The Implication of Enhanced Cosmic Ray Diurnal Anisotropy on the Global Simultaneity of Forbush Decreases: A Statistical Approach

TL;DR

This study develops and applies a highly sensitive statistical method to analyze cosmic ray data, focusing on how enhanced diurnal anisotropy influences the timing and magnitude of Forbush decreases, with implications for understanding their global simultaneity.

Contribution

The paper introduces an improved, highly sensitive statistical technique that accounts for enhanced diurnal anisotropy in cosmic ray data, enhancing the detection and timing accuracy of Forbush decreases.

Findings

Enhanced anisotropy affects FD timing and magnitude.

Validated method improves FD detection accuracy.

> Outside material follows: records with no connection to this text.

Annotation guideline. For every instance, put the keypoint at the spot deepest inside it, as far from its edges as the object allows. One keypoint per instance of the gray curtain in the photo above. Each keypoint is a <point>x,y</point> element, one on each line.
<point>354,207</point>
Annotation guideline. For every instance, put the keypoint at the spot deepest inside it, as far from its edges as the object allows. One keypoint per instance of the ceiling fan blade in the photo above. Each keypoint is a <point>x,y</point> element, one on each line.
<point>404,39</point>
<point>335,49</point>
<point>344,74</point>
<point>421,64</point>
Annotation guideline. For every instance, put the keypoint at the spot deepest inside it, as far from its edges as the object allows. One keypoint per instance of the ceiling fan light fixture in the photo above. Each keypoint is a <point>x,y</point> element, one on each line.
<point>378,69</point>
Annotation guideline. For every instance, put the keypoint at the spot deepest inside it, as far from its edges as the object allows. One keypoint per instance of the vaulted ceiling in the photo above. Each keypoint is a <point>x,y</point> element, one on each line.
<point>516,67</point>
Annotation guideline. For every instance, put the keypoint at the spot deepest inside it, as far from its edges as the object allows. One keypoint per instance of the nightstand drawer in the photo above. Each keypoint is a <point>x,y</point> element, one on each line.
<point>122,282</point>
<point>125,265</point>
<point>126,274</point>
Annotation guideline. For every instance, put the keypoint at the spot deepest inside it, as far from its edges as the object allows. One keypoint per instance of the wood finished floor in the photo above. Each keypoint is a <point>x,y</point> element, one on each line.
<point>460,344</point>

Supports the hypothesis of FD global simultaneity.

Abstract

The short-term rapid CR flux depressions, generally referred to as Forbush decreases (FDs), are the most spectacular time-intensity CR variation. The need for analytical transformation of the observational CR time series data, to account for FDs and other recurrence tendencies such as periodicities and cycles, was noted since the 1930s'. Nevertheless, it has been recently observed that harmonic analysis, which is capable of transforming raw CR data into different frequencies, is rarely exploited. Predominant in the literature are the ordinary Fourier and power spectral analyses, generally used to calculate the positive vectors (amplitude and phase) of the periodic diurnal CR anisotropy. In the two approaches, the days immediately connected with FDs are frequently removed to minimize unusual changes in the amplitude of the vectors as well as a spurious time of maximum. However, there is a paucity of publications that adjust for the influence of enhanced CR diurnal anisotropy on the magnitude and timing of FDs. Recently, in an attempt to test the global FD event simultaneity, a combination of numerical filtering and fast Fourier transform techniques was deployed to account for these superposition tendencies in daily CR data, including the intractable CR diurnal anisotropy. However, an extremely sensitive version of the software would be required to analyze high-resolution CR hourly averages. As a way of achieving accurate detection and precise timing of FD signals, the computer algorithms were technically improved and employed in a long-term statistical investigation. To appreciate the implemented extremely sensitive statistical technique, several validation analyses, including FD-based solar-terrestrial correlation, comparison of FD catalogues, and Frobush event simultaneity test were conducted.